Not sure what to do with this, so…

I have no idea where this is going or if I want to go there. But I started writing it the other day, and I liked a couple of things about it.

It had been a quiet day, and evening slipping into night had continued much the same. Aisling Warden, a daughter of the house, retreated to the vast library with a full tray.

As she walked, her long blonde hair swished about her body like a cloak. Her steps, brisk and militarily curt, echoed in the empty halls. Had she come across anyone, her white dress might have made her seem a ghost.

Once inside the library, she set the tray on a burnished mahogany table. Steam rose from the tea as she poured it into the delicate cup. She took no sugar.

A standing lamp, older than many of the books, seemed to stare in silent disapproval as she hiked up the long white dress to free her knees. She sat down in an ancient armchair, coughed at the dust, and then set to braiding her hair.

Cradling the cup of tea in both hands as though it were a baby bird, she sipped the contents. Her face relaxed, transforming her from a ghost to a very tired young woman.

A book awaited her, patiently sharing the table with the tea tray. She eyed it warily. As quiet as the day had been, she did not trust her luck. The library was hardly a hiding place, whatever sanctuary it offered. A servant might enter at any time, or perhaps a brother. She had such an awful lot of them, after all. And the sisters were even worse.

She curled her upper lip in distaste. There wasn’t anyone there to scold her for the unladylike expression, but she did not lose herself in a rapture of freedom. Instead, she set her teacup on the table and picked up her book.

The sound of footsteps roused her from a doze that had taken her unawares. With a start, she snapped her book shut and then tugged at her dress to cover her knees.

“Isn’t your bedroom big enough?”

Rolling her eyes would have been more effort than her brother warranted. She smoothed the fabric of the dress with one hand, clutching the book to her chest with the other. “Ellis. Are you trying to be funny?”

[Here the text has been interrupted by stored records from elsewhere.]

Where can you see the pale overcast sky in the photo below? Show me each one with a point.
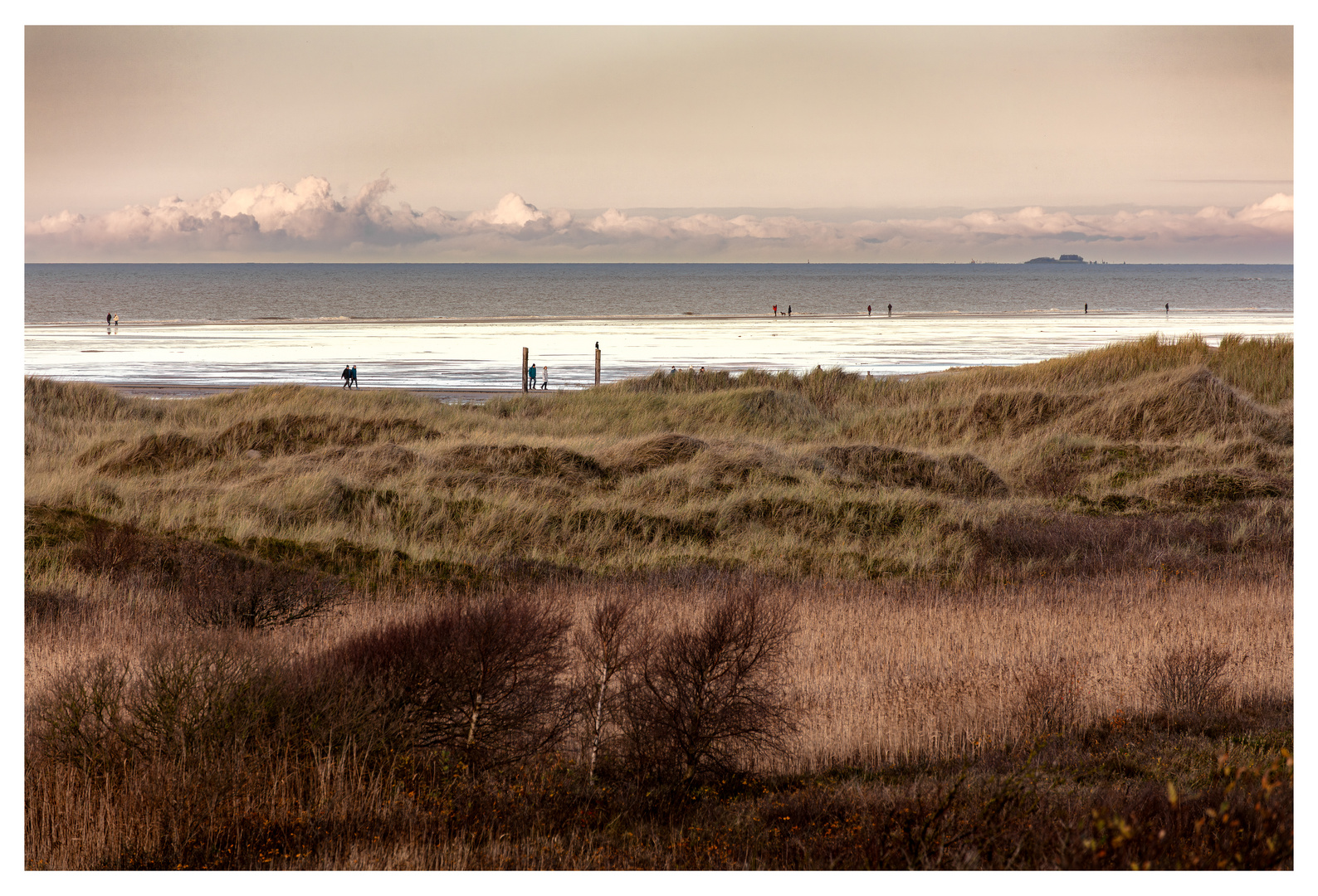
(853, 143)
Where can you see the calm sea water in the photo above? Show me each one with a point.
(464, 326)
(87, 293)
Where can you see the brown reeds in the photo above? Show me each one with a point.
(1033, 617)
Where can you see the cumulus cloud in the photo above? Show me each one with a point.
(309, 222)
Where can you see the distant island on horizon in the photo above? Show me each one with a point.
(1064, 260)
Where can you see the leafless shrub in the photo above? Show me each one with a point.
(1051, 696)
(1186, 683)
(713, 688)
(49, 604)
(224, 588)
(110, 550)
(481, 680)
(612, 643)
(80, 718)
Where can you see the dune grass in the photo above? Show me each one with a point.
(999, 582)
(824, 475)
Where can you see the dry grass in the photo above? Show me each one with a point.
(1013, 579)
(879, 678)
(827, 475)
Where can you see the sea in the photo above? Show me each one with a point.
(464, 326)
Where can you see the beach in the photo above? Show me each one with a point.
(456, 356)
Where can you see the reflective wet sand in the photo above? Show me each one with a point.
(486, 353)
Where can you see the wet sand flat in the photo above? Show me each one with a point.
(484, 355)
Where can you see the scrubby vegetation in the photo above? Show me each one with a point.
(1020, 617)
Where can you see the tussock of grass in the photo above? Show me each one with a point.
(791, 475)
(1048, 597)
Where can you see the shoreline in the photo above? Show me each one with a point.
(203, 390)
(803, 315)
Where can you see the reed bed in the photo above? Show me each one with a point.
(1028, 607)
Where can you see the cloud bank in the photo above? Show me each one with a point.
(307, 223)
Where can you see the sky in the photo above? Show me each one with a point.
(658, 144)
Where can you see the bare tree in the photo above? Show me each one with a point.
(480, 680)
(713, 688)
(1188, 683)
(611, 645)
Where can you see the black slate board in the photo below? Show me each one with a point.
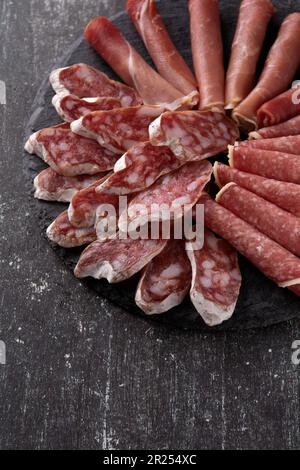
(261, 303)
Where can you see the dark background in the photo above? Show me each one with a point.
(82, 374)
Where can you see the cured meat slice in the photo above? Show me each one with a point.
(107, 40)
(193, 135)
(70, 107)
(69, 154)
(284, 195)
(216, 279)
(274, 165)
(117, 260)
(253, 21)
(269, 257)
(165, 281)
(119, 129)
(51, 186)
(288, 128)
(170, 64)
(169, 198)
(290, 144)
(207, 48)
(85, 81)
(279, 109)
(284, 58)
(281, 226)
(62, 232)
(139, 168)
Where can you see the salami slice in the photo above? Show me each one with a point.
(279, 109)
(165, 281)
(284, 195)
(193, 135)
(62, 232)
(70, 107)
(274, 261)
(280, 225)
(139, 168)
(50, 186)
(216, 279)
(275, 165)
(85, 81)
(284, 57)
(69, 154)
(169, 198)
(207, 48)
(170, 64)
(253, 21)
(285, 129)
(117, 260)
(119, 129)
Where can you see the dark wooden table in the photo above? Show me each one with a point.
(82, 374)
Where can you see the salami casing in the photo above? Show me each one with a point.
(117, 260)
(85, 81)
(69, 154)
(253, 21)
(166, 280)
(193, 135)
(216, 279)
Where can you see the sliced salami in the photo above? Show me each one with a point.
(280, 225)
(64, 234)
(51, 186)
(85, 81)
(275, 165)
(193, 135)
(284, 195)
(119, 129)
(170, 64)
(216, 279)
(117, 260)
(69, 154)
(165, 281)
(139, 168)
(70, 107)
(277, 263)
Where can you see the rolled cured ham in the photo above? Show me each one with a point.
(165, 56)
(284, 59)
(207, 48)
(216, 279)
(165, 281)
(277, 224)
(284, 195)
(274, 261)
(253, 21)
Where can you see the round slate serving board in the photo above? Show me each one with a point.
(261, 303)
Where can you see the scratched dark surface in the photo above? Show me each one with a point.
(81, 373)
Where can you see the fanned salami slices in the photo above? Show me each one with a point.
(166, 280)
(284, 195)
(69, 154)
(51, 186)
(64, 234)
(277, 263)
(119, 129)
(193, 135)
(85, 81)
(275, 165)
(165, 56)
(280, 225)
(70, 107)
(216, 279)
(169, 198)
(139, 168)
(117, 260)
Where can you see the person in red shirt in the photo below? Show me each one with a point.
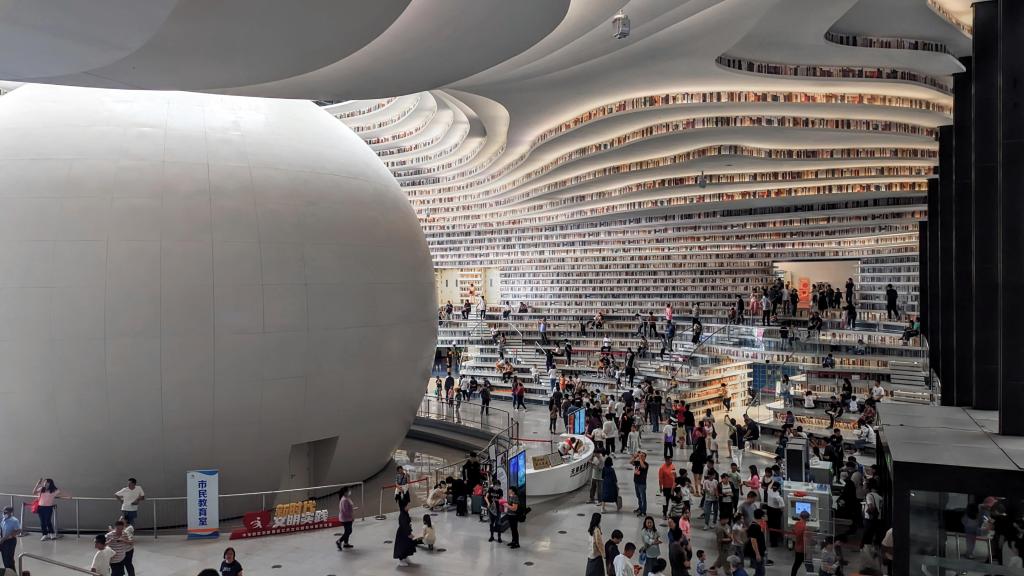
(799, 537)
(667, 482)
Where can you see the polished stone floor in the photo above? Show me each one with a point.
(553, 540)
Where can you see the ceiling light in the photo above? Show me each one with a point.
(621, 24)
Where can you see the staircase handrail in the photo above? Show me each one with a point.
(44, 560)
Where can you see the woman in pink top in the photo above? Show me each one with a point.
(46, 492)
(755, 482)
(346, 515)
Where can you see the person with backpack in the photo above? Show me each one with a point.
(872, 515)
(511, 508)
(485, 399)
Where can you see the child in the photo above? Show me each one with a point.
(687, 494)
(684, 523)
(428, 537)
(633, 442)
(701, 569)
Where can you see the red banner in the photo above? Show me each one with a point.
(286, 519)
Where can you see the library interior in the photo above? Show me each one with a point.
(486, 262)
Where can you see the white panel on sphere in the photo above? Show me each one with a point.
(193, 281)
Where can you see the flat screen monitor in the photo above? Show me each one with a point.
(808, 506)
(578, 419)
(517, 469)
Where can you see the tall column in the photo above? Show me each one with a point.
(963, 242)
(923, 276)
(1011, 211)
(947, 265)
(984, 125)
(934, 323)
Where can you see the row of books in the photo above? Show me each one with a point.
(938, 8)
(373, 106)
(847, 39)
(665, 128)
(439, 206)
(688, 97)
(812, 71)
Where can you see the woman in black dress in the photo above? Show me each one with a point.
(403, 544)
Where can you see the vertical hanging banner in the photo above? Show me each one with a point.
(204, 513)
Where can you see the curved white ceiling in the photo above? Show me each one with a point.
(313, 49)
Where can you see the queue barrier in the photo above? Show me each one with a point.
(176, 503)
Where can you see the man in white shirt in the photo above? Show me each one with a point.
(624, 562)
(131, 496)
(878, 393)
(101, 561)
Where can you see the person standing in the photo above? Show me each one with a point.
(775, 504)
(640, 467)
(799, 542)
(101, 560)
(651, 543)
(401, 488)
(723, 541)
(10, 529)
(756, 543)
(667, 483)
(130, 496)
(624, 563)
(122, 543)
(892, 296)
(46, 492)
(229, 565)
(609, 485)
(493, 501)
(595, 544)
(403, 544)
(512, 515)
(485, 399)
(346, 516)
(596, 475)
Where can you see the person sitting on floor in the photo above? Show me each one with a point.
(428, 537)
(437, 497)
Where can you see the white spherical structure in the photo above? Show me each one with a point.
(199, 281)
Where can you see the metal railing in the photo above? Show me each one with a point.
(500, 435)
(178, 505)
(51, 562)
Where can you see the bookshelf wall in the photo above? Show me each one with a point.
(650, 209)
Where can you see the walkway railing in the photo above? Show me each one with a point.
(174, 506)
(503, 428)
(51, 562)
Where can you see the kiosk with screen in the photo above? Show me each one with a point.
(815, 499)
(800, 506)
(517, 476)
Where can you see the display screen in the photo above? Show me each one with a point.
(517, 469)
(578, 420)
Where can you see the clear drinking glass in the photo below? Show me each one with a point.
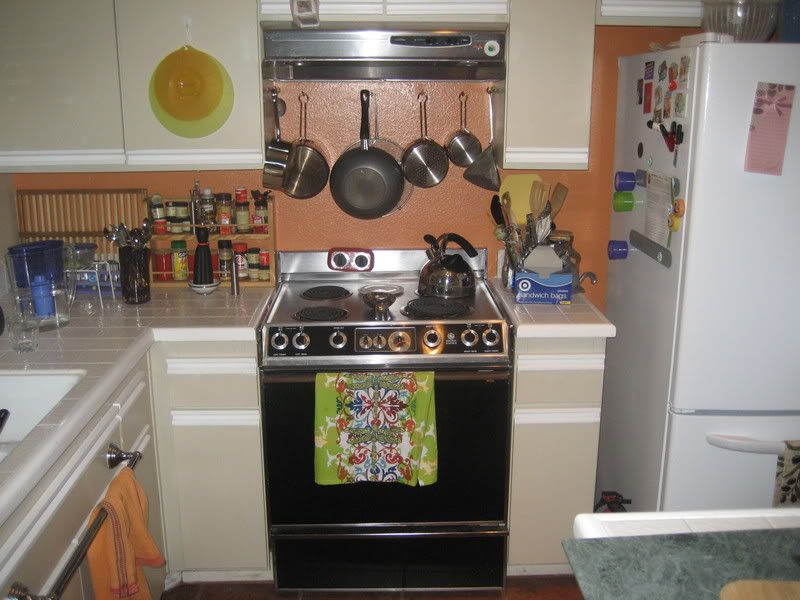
(24, 327)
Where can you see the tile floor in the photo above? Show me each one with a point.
(561, 587)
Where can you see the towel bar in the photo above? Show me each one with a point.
(18, 591)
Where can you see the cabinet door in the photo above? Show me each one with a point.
(60, 98)
(553, 471)
(549, 84)
(220, 491)
(149, 30)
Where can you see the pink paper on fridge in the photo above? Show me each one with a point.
(769, 128)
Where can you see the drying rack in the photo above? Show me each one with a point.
(18, 591)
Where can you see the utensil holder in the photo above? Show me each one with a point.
(134, 266)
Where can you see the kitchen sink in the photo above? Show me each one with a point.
(29, 396)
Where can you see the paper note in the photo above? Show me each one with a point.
(769, 128)
(658, 208)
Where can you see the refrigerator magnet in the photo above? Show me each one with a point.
(680, 105)
(769, 128)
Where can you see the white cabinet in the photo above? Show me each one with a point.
(683, 13)
(41, 535)
(396, 10)
(558, 389)
(549, 84)
(149, 30)
(59, 98)
(208, 428)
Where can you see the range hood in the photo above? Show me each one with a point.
(374, 52)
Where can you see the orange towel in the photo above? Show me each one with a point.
(123, 544)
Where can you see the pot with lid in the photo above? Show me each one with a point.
(447, 275)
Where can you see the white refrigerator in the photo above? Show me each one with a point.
(702, 381)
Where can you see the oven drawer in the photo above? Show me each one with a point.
(403, 562)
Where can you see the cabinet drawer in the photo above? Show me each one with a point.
(58, 524)
(559, 380)
(212, 382)
(553, 476)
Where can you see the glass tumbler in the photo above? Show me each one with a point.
(134, 270)
(24, 327)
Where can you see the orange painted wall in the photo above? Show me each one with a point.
(455, 205)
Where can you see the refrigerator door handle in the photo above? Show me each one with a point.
(741, 443)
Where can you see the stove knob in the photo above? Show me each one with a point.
(432, 338)
(491, 337)
(399, 341)
(279, 341)
(301, 340)
(469, 337)
(338, 339)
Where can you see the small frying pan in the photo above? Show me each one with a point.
(366, 181)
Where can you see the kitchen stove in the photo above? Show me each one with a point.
(319, 316)
(450, 534)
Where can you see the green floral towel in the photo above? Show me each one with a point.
(375, 427)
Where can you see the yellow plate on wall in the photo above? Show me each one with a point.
(519, 190)
(191, 93)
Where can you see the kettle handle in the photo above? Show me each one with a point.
(454, 237)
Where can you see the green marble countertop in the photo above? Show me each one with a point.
(686, 566)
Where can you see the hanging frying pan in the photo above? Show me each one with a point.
(366, 181)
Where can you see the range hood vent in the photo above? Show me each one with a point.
(373, 53)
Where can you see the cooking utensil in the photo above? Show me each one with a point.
(425, 162)
(447, 275)
(518, 187)
(307, 168)
(483, 171)
(463, 147)
(366, 181)
(557, 198)
(276, 156)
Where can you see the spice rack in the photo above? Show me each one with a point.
(263, 241)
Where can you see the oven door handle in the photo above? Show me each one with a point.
(309, 377)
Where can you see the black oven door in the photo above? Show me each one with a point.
(473, 421)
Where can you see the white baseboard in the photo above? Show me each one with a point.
(556, 569)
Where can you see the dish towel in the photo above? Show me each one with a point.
(378, 427)
(123, 545)
(787, 477)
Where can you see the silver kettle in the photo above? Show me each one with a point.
(447, 275)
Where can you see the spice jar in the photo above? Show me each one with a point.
(240, 259)
(243, 217)
(180, 260)
(224, 214)
(252, 263)
(225, 259)
(162, 264)
(260, 217)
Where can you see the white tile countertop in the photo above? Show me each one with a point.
(579, 319)
(107, 342)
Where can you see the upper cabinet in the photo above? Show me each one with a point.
(59, 98)
(549, 84)
(447, 11)
(682, 13)
(150, 30)
(76, 85)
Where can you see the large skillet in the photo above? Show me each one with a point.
(366, 181)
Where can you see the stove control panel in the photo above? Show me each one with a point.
(381, 338)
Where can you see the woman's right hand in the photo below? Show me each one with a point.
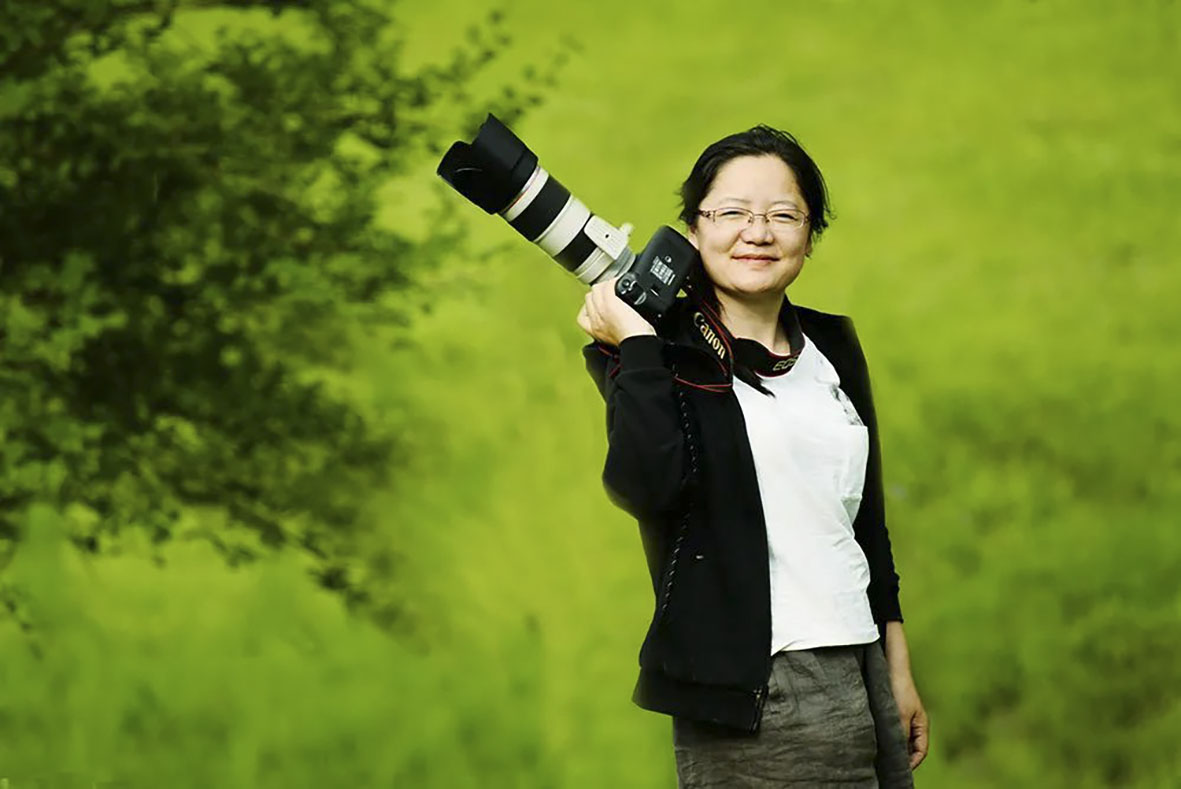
(608, 319)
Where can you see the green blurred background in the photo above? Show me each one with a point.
(1005, 177)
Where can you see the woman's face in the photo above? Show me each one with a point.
(758, 261)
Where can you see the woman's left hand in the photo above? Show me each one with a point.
(914, 717)
(909, 706)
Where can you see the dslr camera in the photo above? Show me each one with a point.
(501, 175)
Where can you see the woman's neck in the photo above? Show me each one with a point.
(756, 320)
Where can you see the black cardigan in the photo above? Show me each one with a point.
(679, 461)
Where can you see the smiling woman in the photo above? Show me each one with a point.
(776, 643)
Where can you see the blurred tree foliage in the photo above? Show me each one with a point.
(187, 249)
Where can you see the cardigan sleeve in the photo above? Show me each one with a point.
(869, 526)
(645, 468)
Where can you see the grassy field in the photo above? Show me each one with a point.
(1005, 177)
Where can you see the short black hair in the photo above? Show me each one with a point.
(757, 141)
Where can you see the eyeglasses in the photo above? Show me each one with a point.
(738, 219)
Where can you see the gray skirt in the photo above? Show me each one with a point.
(829, 719)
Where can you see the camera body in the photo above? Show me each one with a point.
(501, 175)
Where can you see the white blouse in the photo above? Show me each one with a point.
(810, 450)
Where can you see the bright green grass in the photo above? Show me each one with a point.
(1005, 176)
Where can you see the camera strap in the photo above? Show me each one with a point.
(732, 357)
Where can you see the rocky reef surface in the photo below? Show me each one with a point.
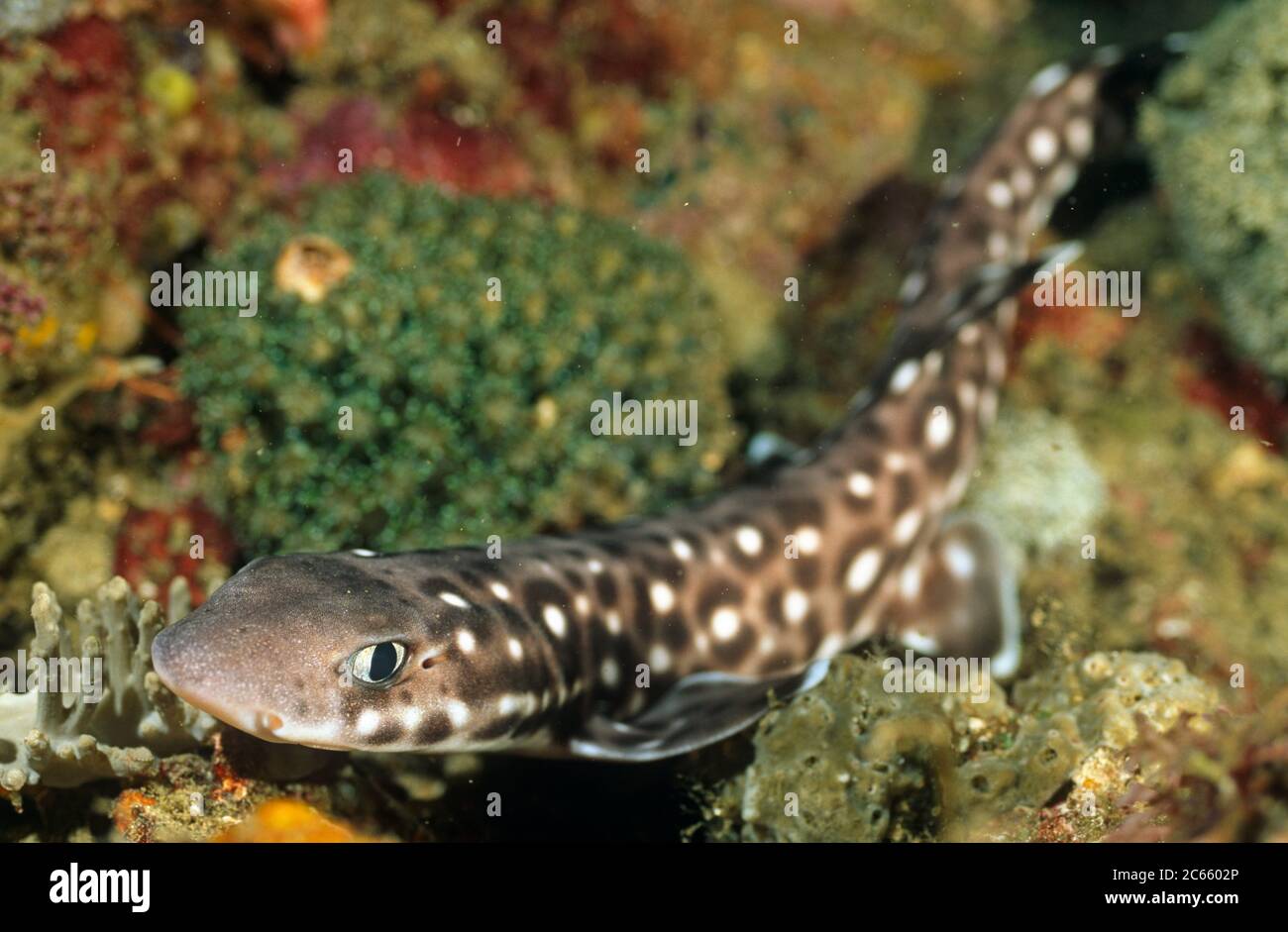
(1136, 471)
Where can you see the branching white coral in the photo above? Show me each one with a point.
(63, 739)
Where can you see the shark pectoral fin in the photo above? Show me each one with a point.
(697, 711)
(960, 600)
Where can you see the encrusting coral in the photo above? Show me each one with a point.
(1216, 137)
(117, 730)
(854, 760)
(467, 344)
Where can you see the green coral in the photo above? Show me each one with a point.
(854, 761)
(1231, 94)
(469, 416)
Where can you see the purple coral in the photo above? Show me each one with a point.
(18, 306)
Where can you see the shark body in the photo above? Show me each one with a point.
(660, 636)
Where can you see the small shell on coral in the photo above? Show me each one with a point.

“I never try, I’m successful every time. You just have a crappy sense of humour.”

“I was just about to say the same of you.”

At this, her brother, only two years her senior, cracked the smile for which he was feared and famous. His canines were, for a human, abnormally sharp.

The Wardens were not human. But Ellis’s “fangs” did bother Aisling, if only a little.

He knew this, and so had adapted his personality over the years to give himself opportunities to laugh and smile. Aisling suspected he otherwise possessed a mardy ill humour. “Why were you sleeping in here, of all places?”

Turning her gaze away, she caught sight of the half-empty teacup. “I didn’t plan it, you idiot.” She gulped down the cold tea with a strange sense of duty, unwilling to leave it to waste. “I dozed off.”

“How shameful.”

“You’re one to talk. At least I only fell asleep in a chair. I’m sure Father would take a rather more tolerant view of that over, say, collapsing drunk on the the front steps.”

At this, Ellis narrowed his eyes. Unlike their older brothers, he had only his teeth to intimidate. He put his hands on his hips and stood like a child who had been denied a chocolate biscuit. “Well, it’s not as if we’re likely to find that out, is it?”

“I take it you’ve had a letter.”

“As have you.”

“I didn’t read mine.” She never did. Letters from their father did not often allow the days to stay quiet.

Ellis walked over to the tea tray and picked up one of the sandwiches. It had to have gotten stale, but he didn’t seem to notice. “You’ll want to read this one.”

My biggest problem with it is that I don’t think I used enough description. Not the right kind, anyway. Hmm.